Full-text database of doctoral dissertations in China

Wang Jian; Research on some key technologies in Chinese processing [D]; Fudan University; 2004
He Bainhua; Research on automatic Chinese word segmentation and machine translation [D]; South University of South; 1993
News; Research and application of lexical analysis in Chinese [D]; Dalian University of Technology; 2010

Web Articles

Http://sobuhu.com/ml/2012/12/23/chinese-word-spliter.html

The principle and realization of Chinese word segmentation

Contact Us

The content source of this page is from Internet, which doesn't represent Alibaba Cloud's opinion; products and services mentioned on that page don't have any relationship with Alibaba Cloud. If the content of the page makes you feel confusing, please write us an email, we will handle the problem within 5 days after receiving your email.

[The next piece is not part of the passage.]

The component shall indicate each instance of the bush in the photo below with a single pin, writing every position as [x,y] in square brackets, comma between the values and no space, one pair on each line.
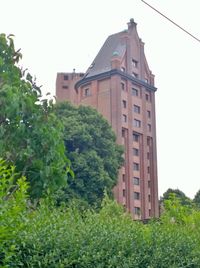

If you find any instances of plagiarism from the community, please send an email to: info-contact@alibabacloud.com and provide relevant evidence. A staff member will contact you within 5 working days.

A Free Trial That Lets You Build Big!

Start building with 50+ products and up to 12 months usage for Elastic Compute Service

  • Sales Support

    1 on 1 presale consultation

  • After-Sales Support

    24/7 Technical Support 6 Free Tickets per Quarter Faster Response

  • Alibaba Cloud offers highly flexible support services tailored to meet your exact needs.